Human Monsters: The Bizarre Psychology of Movie Villains (1995) by George E. Turner and Michael H. Price
This is a blog about the comics Kitchen Sink published, and not about their other stuff, but as you can see from this last batch of posts, I decided to also do most (or all?) of the books Kitchen Sink suddenly started to publish in 1995. Because that’s not something Kitchen Sink was much involved with before, and then this mini-deluge…
Kitchen Sink had (at this point) been bought by the Ocean Group, which was a bunch of investors from Hollywood. So it’s natural for Kitchen Sink to start publishing books about movies, right? Right.
But what is this book, even? The cover seems to indicate that this is gonna be a book about monsters…
… and the introduction is about Fay Wray (mostly known for King Kong)…
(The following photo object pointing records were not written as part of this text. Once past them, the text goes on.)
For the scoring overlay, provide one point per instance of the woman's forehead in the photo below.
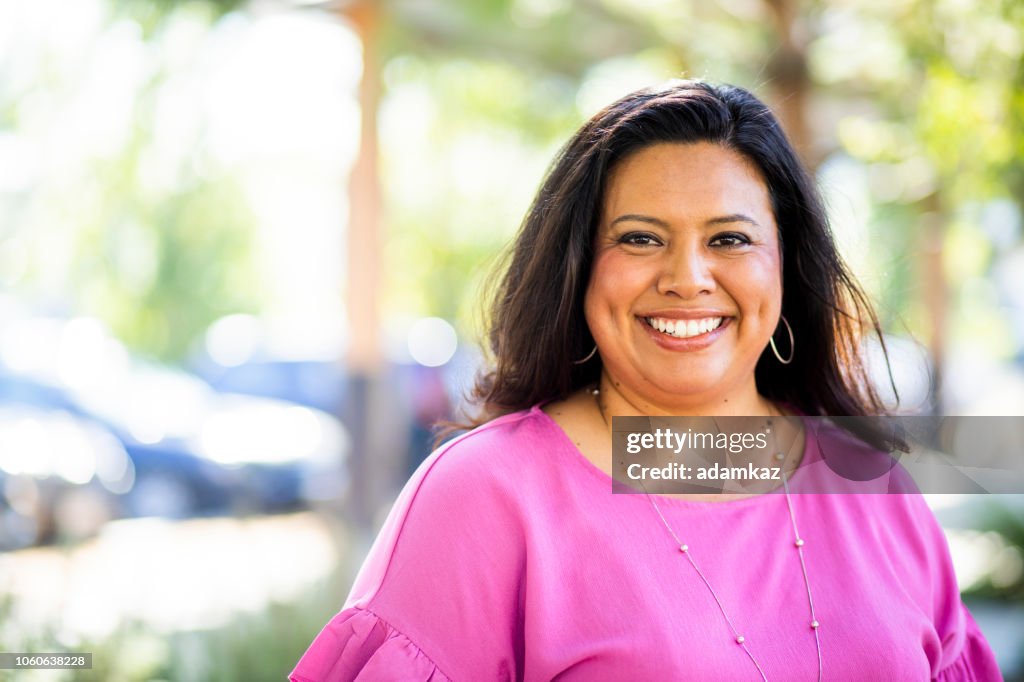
(686, 181)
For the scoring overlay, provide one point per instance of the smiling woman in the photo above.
(676, 262)
(687, 280)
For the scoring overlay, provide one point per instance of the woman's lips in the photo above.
(689, 343)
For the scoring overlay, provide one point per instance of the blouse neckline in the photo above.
(594, 473)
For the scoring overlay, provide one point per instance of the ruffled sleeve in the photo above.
(957, 650)
(358, 645)
(976, 663)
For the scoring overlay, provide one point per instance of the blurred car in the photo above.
(193, 450)
(60, 476)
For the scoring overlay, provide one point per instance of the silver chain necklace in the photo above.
(798, 543)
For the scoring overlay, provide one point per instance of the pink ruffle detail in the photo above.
(976, 662)
(357, 645)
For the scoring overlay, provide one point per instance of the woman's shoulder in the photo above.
(466, 493)
(511, 445)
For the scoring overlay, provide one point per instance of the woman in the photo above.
(676, 261)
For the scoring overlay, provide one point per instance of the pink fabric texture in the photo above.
(507, 557)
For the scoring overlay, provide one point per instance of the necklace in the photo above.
(798, 543)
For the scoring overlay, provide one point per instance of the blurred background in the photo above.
(243, 244)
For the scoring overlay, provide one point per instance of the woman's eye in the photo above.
(730, 240)
(638, 239)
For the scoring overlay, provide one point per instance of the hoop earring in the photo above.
(793, 346)
(589, 355)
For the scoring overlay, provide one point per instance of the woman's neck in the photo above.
(617, 400)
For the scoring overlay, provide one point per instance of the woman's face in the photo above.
(686, 284)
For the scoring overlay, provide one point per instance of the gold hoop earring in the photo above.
(793, 346)
(589, 355)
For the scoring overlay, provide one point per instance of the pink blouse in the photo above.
(507, 557)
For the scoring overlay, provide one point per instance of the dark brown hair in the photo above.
(537, 327)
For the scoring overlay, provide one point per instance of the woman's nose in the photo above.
(686, 272)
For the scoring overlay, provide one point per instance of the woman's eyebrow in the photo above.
(718, 220)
… but King Kong isn’t even featured in this book. And that’s some selection of movies — I’ve seen way more than my share of films from this era, and these people have managed to pick almost exclusively films I haven’t seen. There’s basically only a handful of famous movies here — M being virtually the only classic.
One movie I have seen, though, is The Great Gabbo, which… is not great.
The image stills are magnificently reproduced in this book, though.
But here’s a typical entry: Who is Hope Schuyler? That’s a pretty obscure movie, and they give a plot recap, and then talk a bit about the people involved, and that’s it. Where’s the monsters? Where’s the psychology?
This is the kind of book that’s really just hard to grok who the audience would be. It’s a papery kind of blog thing — two guys just watching some movies and then writing a bit about them, and then publishing it.
They are a bit more expansive when talking about monster movies — it’s all B movies, anyway.
You can pick up copies for $5, so either Kitchen Sink flooded the market with these books, or nobody much liked it.
I can’t find anybody talking about this book on the interwebs, so I guess the latter.
This is the two hundred and thirty-seventh post in the Entire Kitchen Sink blog series.